In Phase I, Welch’s two-tailed t-test was used to compare the percentage change in impedance magnitude (%∆Z) between blank and test sensors. A serial dilution of PfHRP2 in PBS 1× buffer was incubated on the sensors, and the %∆Z obtained was assessed using one-way ANOVA with Dunnett’s multiple comparisons test. Detection limit is defined as the lowest tested concentration showing statistically significant difference from blank sensor reading.

In Phase II, Welch’s two tailed t-test was used to determine the optimal sample pretreatment and detection parameter in saliva.

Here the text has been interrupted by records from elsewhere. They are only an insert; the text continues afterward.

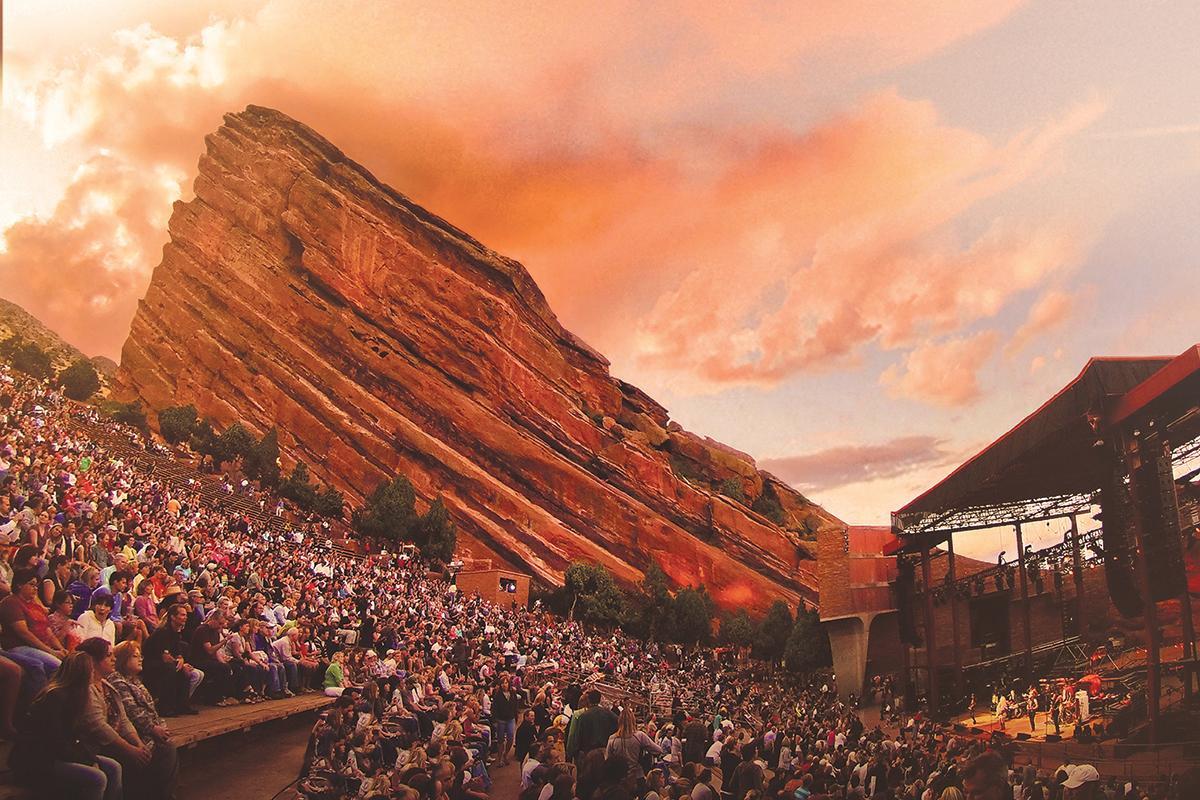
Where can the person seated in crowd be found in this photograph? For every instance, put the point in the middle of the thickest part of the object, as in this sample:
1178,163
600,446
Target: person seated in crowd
65,627
147,770
208,654
171,679
129,625
25,632
96,620
54,753
139,704
336,680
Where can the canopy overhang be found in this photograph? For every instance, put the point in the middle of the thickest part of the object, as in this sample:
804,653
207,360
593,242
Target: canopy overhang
1051,463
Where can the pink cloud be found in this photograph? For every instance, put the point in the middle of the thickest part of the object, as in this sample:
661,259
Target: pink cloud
942,373
849,464
569,140
1048,312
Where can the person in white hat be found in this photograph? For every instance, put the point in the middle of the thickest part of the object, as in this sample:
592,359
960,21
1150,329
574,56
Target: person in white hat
1083,782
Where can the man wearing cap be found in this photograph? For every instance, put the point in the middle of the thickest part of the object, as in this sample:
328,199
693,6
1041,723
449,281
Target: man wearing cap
1083,783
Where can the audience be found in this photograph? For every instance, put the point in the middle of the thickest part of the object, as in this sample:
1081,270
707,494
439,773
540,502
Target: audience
433,691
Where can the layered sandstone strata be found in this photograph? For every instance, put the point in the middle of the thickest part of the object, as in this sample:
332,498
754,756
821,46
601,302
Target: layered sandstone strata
301,293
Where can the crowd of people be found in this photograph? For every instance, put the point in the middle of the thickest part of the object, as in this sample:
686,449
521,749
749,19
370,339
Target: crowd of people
129,601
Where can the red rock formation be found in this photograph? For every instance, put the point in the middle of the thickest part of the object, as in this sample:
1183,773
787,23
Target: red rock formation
299,292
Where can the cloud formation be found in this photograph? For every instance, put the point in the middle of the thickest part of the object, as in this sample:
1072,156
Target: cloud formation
849,464
665,224
942,372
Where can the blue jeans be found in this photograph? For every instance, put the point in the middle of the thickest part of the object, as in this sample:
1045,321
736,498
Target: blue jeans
101,782
47,661
35,677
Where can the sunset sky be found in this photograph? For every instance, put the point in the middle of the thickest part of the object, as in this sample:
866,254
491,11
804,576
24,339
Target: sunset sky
856,240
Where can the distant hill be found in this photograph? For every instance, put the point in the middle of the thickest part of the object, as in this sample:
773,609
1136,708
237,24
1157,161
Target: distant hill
15,319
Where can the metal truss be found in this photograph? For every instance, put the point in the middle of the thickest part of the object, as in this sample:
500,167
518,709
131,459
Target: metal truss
1056,559
991,516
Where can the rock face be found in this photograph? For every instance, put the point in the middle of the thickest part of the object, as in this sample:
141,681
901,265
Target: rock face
301,293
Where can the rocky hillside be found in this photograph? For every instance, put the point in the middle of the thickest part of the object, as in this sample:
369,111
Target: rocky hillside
15,319
299,292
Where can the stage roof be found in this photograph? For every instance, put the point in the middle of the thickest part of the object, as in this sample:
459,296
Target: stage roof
1049,464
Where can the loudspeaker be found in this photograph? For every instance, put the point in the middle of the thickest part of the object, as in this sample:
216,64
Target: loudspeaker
906,590
1155,489
1119,553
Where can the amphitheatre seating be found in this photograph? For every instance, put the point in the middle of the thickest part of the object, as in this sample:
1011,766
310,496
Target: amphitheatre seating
183,475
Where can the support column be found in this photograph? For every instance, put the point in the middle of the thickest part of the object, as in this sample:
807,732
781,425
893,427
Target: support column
1132,453
930,645
1077,555
1189,643
954,618
1025,605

The optimized parameters were used to determine the detection limit in the same manner as in Phase I, using the optimized parameter for saliva (%∆R). Platform performance was then assessed in a panel of PfHRP2-spiked saliva using the Dunnett’s multiple comparisons test to determine the degree of differentiation against the un-spiked saliva control.